Writer: Fergus Rattigan
Director: Natalie Winter
The life of Comte Henri Marie Raymond de Toulouse-Lautrec-Monfa, better known simply as Toulouse-Lautrec, is a fascinating one, certainly far deeper than the simplistic approximation currently gracing the West End stage in Moulin Rouge! The Musical.
In Fergus Rattigan’s piece, Henri’s life is explored in a linear fashion, from his early days as the child of an aristocratic family whose inbreeding may well have contributed to his ill health and disability, to his success as one of the great Parisian impressionists.
Rattigan plays the titular painter with a knowing mixture of humour, gravity and impending tragedy. There is sometimes a sense of boxes being ticked off: his parents’ separation; the father who is unsupportive of his son’s artistic endeavours; in contrast, an encouraging mother; informal tutelage under the deaf-mute painter René Princeteau; moving to Paris and becoming entranced by the actresses and prostitutes he encountered while living as a Bohemian in Montmartre.

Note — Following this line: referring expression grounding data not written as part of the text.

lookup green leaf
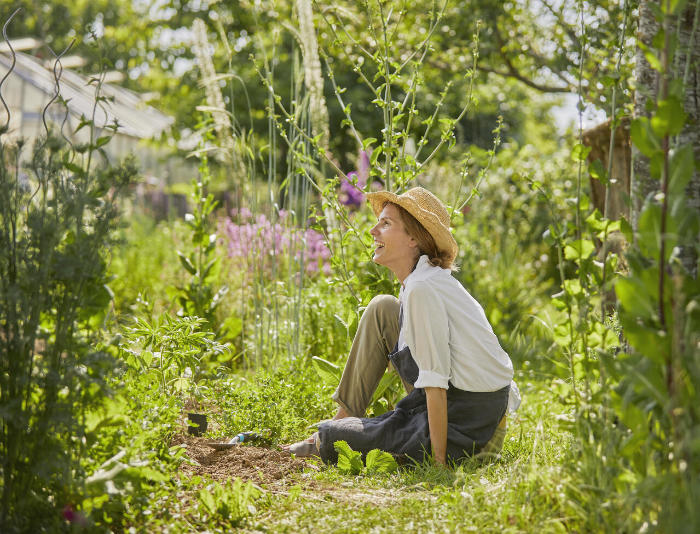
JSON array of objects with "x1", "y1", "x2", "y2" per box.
[
  {"x1": 585, "y1": 210, "x2": 606, "y2": 232},
  {"x1": 348, "y1": 312, "x2": 359, "y2": 339},
  {"x1": 588, "y1": 159, "x2": 608, "y2": 184},
  {"x1": 668, "y1": 78, "x2": 685, "y2": 100},
  {"x1": 141, "y1": 350, "x2": 154, "y2": 367},
  {"x1": 649, "y1": 152, "x2": 665, "y2": 180},
  {"x1": 630, "y1": 118, "x2": 661, "y2": 158},
  {"x1": 362, "y1": 137, "x2": 377, "y2": 150},
  {"x1": 593, "y1": 219, "x2": 621, "y2": 240},
  {"x1": 199, "y1": 488, "x2": 216, "y2": 515},
  {"x1": 663, "y1": 0, "x2": 689, "y2": 15},
  {"x1": 95, "y1": 136, "x2": 111, "y2": 148},
  {"x1": 542, "y1": 226, "x2": 557, "y2": 246},
  {"x1": 571, "y1": 143, "x2": 591, "y2": 162},
  {"x1": 334, "y1": 440, "x2": 363, "y2": 475},
  {"x1": 311, "y1": 356, "x2": 341, "y2": 387},
  {"x1": 620, "y1": 216, "x2": 634, "y2": 243},
  {"x1": 333, "y1": 313, "x2": 348, "y2": 331},
  {"x1": 75, "y1": 115, "x2": 92, "y2": 133},
  {"x1": 64, "y1": 162, "x2": 85, "y2": 175},
  {"x1": 365, "y1": 449, "x2": 398, "y2": 474},
  {"x1": 669, "y1": 145, "x2": 695, "y2": 195},
  {"x1": 563, "y1": 278, "x2": 583, "y2": 297},
  {"x1": 615, "y1": 276, "x2": 657, "y2": 322},
  {"x1": 564, "y1": 239, "x2": 595, "y2": 260},
  {"x1": 370, "y1": 147, "x2": 383, "y2": 166},
  {"x1": 177, "y1": 251, "x2": 197, "y2": 275},
  {"x1": 600, "y1": 74, "x2": 619, "y2": 88},
  {"x1": 129, "y1": 466, "x2": 169, "y2": 483},
  {"x1": 202, "y1": 257, "x2": 219, "y2": 280},
  {"x1": 371, "y1": 372, "x2": 401, "y2": 406},
  {"x1": 638, "y1": 39, "x2": 663, "y2": 72},
  {"x1": 651, "y1": 97, "x2": 686, "y2": 137},
  {"x1": 637, "y1": 203, "x2": 662, "y2": 258}
]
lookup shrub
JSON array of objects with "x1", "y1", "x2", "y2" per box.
[{"x1": 0, "y1": 131, "x2": 135, "y2": 530}]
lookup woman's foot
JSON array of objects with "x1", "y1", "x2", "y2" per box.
[
  {"x1": 333, "y1": 406, "x2": 350, "y2": 420},
  {"x1": 281, "y1": 433, "x2": 320, "y2": 457}
]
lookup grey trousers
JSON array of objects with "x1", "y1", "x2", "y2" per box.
[{"x1": 331, "y1": 294, "x2": 506, "y2": 456}]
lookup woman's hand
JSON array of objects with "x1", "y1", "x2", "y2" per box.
[{"x1": 425, "y1": 386, "x2": 448, "y2": 465}]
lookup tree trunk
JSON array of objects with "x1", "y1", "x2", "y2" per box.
[
  {"x1": 631, "y1": 0, "x2": 699, "y2": 277},
  {"x1": 630, "y1": 0, "x2": 659, "y2": 229},
  {"x1": 676, "y1": 1, "x2": 700, "y2": 276}
]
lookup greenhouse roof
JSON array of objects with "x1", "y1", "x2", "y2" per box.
[{"x1": 0, "y1": 51, "x2": 173, "y2": 139}]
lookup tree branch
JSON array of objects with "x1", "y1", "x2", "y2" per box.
[
  {"x1": 477, "y1": 65, "x2": 572, "y2": 93},
  {"x1": 485, "y1": 23, "x2": 574, "y2": 93},
  {"x1": 540, "y1": 0, "x2": 580, "y2": 44}
]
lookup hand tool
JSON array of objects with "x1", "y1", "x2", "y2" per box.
[{"x1": 204, "y1": 431, "x2": 262, "y2": 450}]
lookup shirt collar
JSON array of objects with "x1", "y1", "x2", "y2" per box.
[{"x1": 401, "y1": 255, "x2": 450, "y2": 293}]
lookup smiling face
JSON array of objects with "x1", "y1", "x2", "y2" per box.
[{"x1": 370, "y1": 203, "x2": 420, "y2": 282}]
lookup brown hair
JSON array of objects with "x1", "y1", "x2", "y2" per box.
[{"x1": 387, "y1": 202, "x2": 456, "y2": 270}]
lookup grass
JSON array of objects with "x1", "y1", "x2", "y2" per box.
[
  {"x1": 123, "y1": 374, "x2": 588, "y2": 533},
  {"x1": 242, "y1": 378, "x2": 578, "y2": 534}
]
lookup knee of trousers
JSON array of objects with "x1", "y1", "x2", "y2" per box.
[{"x1": 364, "y1": 294, "x2": 400, "y2": 325}]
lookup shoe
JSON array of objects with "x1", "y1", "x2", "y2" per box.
[{"x1": 282, "y1": 433, "x2": 319, "y2": 457}]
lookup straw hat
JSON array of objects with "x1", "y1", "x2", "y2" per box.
[{"x1": 366, "y1": 187, "x2": 458, "y2": 265}]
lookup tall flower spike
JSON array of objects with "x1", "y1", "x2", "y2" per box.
[
  {"x1": 192, "y1": 18, "x2": 234, "y2": 161},
  {"x1": 295, "y1": 0, "x2": 329, "y2": 151}
]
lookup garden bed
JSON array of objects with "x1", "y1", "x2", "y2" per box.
[{"x1": 175, "y1": 434, "x2": 311, "y2": 486}]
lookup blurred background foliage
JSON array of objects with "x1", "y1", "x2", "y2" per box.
[
  {"x1": 0, "y1": 0, "x2": 635, "y2": 170},
  {"x1": 2, "y1": 0, "x2": 698, "y2": 532}
]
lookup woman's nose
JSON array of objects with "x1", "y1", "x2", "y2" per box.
[{"x1": 370, "y1": 224, "x2": 379, "y2": 236}]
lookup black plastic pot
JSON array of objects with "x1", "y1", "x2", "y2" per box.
[{"x1": 187, "y1": 412, "x2": 208, "y2": 436}]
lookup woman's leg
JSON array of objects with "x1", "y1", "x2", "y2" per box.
[
  {"x1": 283, "y1": 295, "x2": 401, "y2": 457},
  {"x1": 331, "y1": 294, "x2": 401, "y2": 418}
]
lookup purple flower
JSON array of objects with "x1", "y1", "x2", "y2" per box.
[
  {"x1": 339, "y1": 150, "x2": 371, "y2": 208},
  {"x1": 340, "y1": 172, "x2": 364, "y2": 207}
]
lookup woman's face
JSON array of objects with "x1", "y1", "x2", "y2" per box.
[{"x1": 370, "y1": 203, "x2": 419, "y2": 280}]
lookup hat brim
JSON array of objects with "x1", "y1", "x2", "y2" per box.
[{"x1": 366, "y1": 190, "x2": 458, "y2": 265}]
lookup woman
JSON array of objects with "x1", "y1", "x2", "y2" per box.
[{"x1": 286, "y1": 187, "x2": 519, "y2": 465}]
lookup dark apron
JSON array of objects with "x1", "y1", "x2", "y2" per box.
[{"x1": 317, "y1": 345, "x2": 509, "y2": 464}]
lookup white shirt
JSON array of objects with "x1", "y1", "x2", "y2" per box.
[{"x1": 398, "y1": 255, "x2": 521, "y2": 411}]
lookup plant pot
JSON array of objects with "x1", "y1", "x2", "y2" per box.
[{"x1": 187, "y1": 412, "x2": 208, "y2": 436}]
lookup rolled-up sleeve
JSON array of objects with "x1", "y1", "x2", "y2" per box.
[{"x1": 404, "y1": 283, "x2": 450, "y2": 389}]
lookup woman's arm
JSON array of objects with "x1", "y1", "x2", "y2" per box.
[{"x1": 425, "y1": 386, "x2": 448, "y2": 465}]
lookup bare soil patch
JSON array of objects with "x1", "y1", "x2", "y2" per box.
[{"x1": 174, "y1": 434, "x2": 311, "y2": 487}]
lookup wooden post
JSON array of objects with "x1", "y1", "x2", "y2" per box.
[{"x1": 582, "y1": 117, "x2": 631, "y2": 221}]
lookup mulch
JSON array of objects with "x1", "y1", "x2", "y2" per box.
[{"x1": 173, "y1": 433, "x2": 314, "y2": 487}]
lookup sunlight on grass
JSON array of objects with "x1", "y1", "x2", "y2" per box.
[{"x1": 241, "y1": 379, "x2": 578, "y2": 533}]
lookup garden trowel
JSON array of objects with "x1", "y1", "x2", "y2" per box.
[{"x1": 204, "y1": 431, "x2": 262, "y2": 450}]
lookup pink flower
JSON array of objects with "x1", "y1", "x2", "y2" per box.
[
  {"x1": 62, "y1": 505, "x2": 87, "y2": 526},
  {"x1": 219, "y1": 214, "x2": 331, "y2": 275}
]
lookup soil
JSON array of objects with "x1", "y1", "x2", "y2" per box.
[{"x1": 173, "y1": 433, "x2": 313, "y2": 487}]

Throughout, Rattigan plays against Marie Drisch, in a variety of roles, few of which ever get the chance to be more than a passing cipher. Her strongest is as Lautrec’s friend Yvette Guilbert, who allows the painter into her boudoir because she sees him as non-threatening. Lautrec’s frustration at never being regarded as a sexual being due to his disability is the strongest, most affectingly written and performed thematic element of the whole piece.
Elsewhere, though, the sense of a need to touch on all elements of Lautrec’s life detracts from such emotions. Some of the painter’s key artworks – especially the posters for bourgeois cabaret performer Aristide Bruant and, of course, for the Moulin Rouge – adorn the stage, facing the wall until they are turned over in time with their appearance in the artist’s biography. It’s a simple but effective device, hampered only slightly by the small size of each work.
As Lautrec’s life, and so the play, draws to a close, Rattigan focuses on the artist’s mental health decline due to a combination of alcoholism and syphilis, and his committal into a sanatorium. His confusion about who he is talking to – given that Drisch plays not only his teacher but his mother and all his friends – is not really exploited as well as the theatrical setting would allow.
And the same can be said for most of this piece. Given how much of a full life that Henri de Toulouse-Lautrec crammed into his 36 years, such a straightforward telling offers only a cursory view of an artist who deserves to be explored in much greater depth.